MICHIGAN COALITION FOR
RESPONSIBLE GUN OWNERS

"Promoting safe use and ownership of firearms
through education, litigation, and legislation."

MONDAY E'NEWS

Gun Buybacks Exposed

Self-defense organizations like MCRGO have historically been critical of gun buybacks. There's little evidence to support gun buybacks have any measurable effect on homicides, suicides, or nonfatal shootings and assaults in either the short-term or the long-term. Gun buybacks usually only collect a few hundred guns at a time. These firearms are often of low quality, poorly maintained, or even inoperable. Sellers are typically older individuals, often widows, who frequently live outside the community holding the buyback. In short, these aren't the firearms used in criminal activity.


However, gun buybacks are popular with gun control-friendly politicians. Gun buybacks are fast and easy to implement. Photos of firearms purchased at buybacks generate news stories that make it appear local officials are doing something to combat crime. Gun buybacks can serve as justification for state and federal grants to municipalities. They are used as a political organizing tool. Proponents argue that gun buybacks take guns off the street, recover illegally possessed firearms, and reduce the overall number of guns in circulation. But do they?


An exposé by the New York Times published on Sunday, December 10, 2023 shows that gun buybacks are "fueling a secondary arms market." Flint, Michigan is used as an example in the article with Mayor Sheldon Neely stating, “Gun violence continues to cause enormous grief and trauma,” Neeley adds, “I will not allow our city government to profit from our community’s pain by reselling weapons that can be turned against Flint residents.”


But the article goes on to point out that, "Flint’s guns were not going to be melted down. Instead, they made their way to a private company that has collected millions of dollars taking firearms from police agencies, destroying a single piece of each weapon stamped with the serial number and selling the rest as nearly complete gun kits. Buyers online can easily replace what’s missing and reconstitute the weapon."


Throughout the article, officials and gun safety advocates express shock and surprise at what the New York Times uncovered. The Rev. Chris Yaw, whose Episcopal church outside Detroit has sponsored buybacks with local officials, said in an interview that he was “aghast and appalled” when told by a reporter how the process works. Gun control groups, Everytown for Gun Safety and the Giffords Law Center, claim they had not realized that “destroyed” firearms were being sold in this way. In the article, Flint states, “The city was unaware that weapons were not being incinerated.”


However, a follow-up article fact-checking the New York Times piece, interviewed GunBusters, one of the companies involved in recycling guns purchased at buybacks. GunBusters president Scott Reed says, "We disagree with a number of points in the [New York Times] story, with our main disagreement being that law enforcement agencies are unaware of what is happening with the firearms. The implication that agencies are being deceived about how the firearms are destroyed and how GunBusters is funded is patently false.”

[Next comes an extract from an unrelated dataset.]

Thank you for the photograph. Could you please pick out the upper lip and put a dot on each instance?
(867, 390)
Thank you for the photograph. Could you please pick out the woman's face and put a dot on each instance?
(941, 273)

The statement from Reed went on to say that when the company has an initial meeting with police departments, the police are offered a choice for any guns turned over to be completely pulverized, for a fee, or for only the frames to be destroyed, for free, with the remainder of the weapon “salvaged.” Not surprisingly, many police departments choose the free option knowing full well firearms components are resold.

Gun buybacks are a failed public policy tool. They take attention and resources away from other measures, such as increased community policing and community mental health, which are more effective at reducing suicides and violent crime. But unlike gun buybacks, those measures are administratively and politically more difficult to implement, especially in cities like Flint, Detroit, and Grand Rapids dominated by elected officials sympathetic to calls to "defund the police."

UPCOMING EVENTS


Outdoorama

Thursday-Sunday, February 22-25, 2024, Hours Vary by Day

Suburban Collection Showplace; 46100 Grand River Ave.; Novi, MI 48374

MCRGO's Booth Number is 5415.


Ultimate Sports Show

Thursday-Sunday, March 7-10, 2024, Hours Vary by Day

DeVos Place; 303 Monroe Ave. NW; Grand Rapids, MI 49503

MCRGO's Booth Number is 2067.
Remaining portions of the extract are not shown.